# Would like to learn more about showing!



## Spastic_Dove (Oct 4, 2007)

Where are you moving in Montana? I'm in Bozeman and could probably help you find something.


----------



## Dartanion (Dec 8, 2008)

You can always start off at some local schooling shows? They are REALLY good for being pretty low key and easy going about attire and greener horses. It's a great place to really just get her out and about and use to a possible 'show' life. Plus at the lunch breaks you can ask the judge questions about showing or what you can do to improve or why you placed 2nd ot didn't place at all.
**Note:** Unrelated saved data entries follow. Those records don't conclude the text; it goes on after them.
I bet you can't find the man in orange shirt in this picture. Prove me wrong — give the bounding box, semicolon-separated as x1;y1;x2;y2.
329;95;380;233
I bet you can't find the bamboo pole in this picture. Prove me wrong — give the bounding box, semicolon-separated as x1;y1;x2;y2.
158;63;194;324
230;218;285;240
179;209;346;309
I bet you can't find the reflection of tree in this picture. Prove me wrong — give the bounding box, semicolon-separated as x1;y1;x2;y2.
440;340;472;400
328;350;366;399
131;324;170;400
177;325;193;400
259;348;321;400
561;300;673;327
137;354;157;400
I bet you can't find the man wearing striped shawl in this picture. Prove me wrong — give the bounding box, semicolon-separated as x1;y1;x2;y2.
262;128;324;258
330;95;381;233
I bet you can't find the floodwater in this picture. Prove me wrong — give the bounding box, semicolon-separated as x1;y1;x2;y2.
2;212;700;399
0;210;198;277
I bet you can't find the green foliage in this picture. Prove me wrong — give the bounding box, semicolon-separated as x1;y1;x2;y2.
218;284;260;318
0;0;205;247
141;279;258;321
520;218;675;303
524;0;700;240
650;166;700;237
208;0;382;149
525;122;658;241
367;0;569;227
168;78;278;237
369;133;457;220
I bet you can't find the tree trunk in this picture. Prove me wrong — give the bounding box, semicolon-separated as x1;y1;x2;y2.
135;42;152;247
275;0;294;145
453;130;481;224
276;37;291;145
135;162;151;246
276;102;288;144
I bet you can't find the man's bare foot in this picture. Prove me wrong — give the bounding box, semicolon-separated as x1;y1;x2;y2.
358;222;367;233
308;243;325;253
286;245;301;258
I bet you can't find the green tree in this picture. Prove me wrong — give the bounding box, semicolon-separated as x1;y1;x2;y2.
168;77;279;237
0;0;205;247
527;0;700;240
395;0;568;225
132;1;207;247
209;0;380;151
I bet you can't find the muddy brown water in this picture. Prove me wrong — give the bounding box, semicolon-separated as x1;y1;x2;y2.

It's great fun, I know a lot about Open and breed shows (as do any other members) and a LITTLE about rated shows. So if you want to can message me with questions (or really almost anyone on here lol) or post them here and you'll get tons of answers!


----------



## Gidji (Dec 19, 2008)

In my area (Australia) we have a western riding club which is open to all horses provided that they can be ridden western (or hunter). They have a show each month and its pretty low-key but they also have breed shows which are big. They have an "Other breeds" section of the halter classes where the ones who aren't registerd or arent paints, qhs or appies show. Its quite good. IDK what its like in the USA, but I guess local shows and clubs would be the way to go.


----------



## QHChik (Jun 26, 2009)

I would definitely start out by going to some shows and watching. That will show you what people are doing as well as you might meet some people there who could help you. Once you've been and watched you should get a much better idea of what is going on.

GOOD LUCK!


----------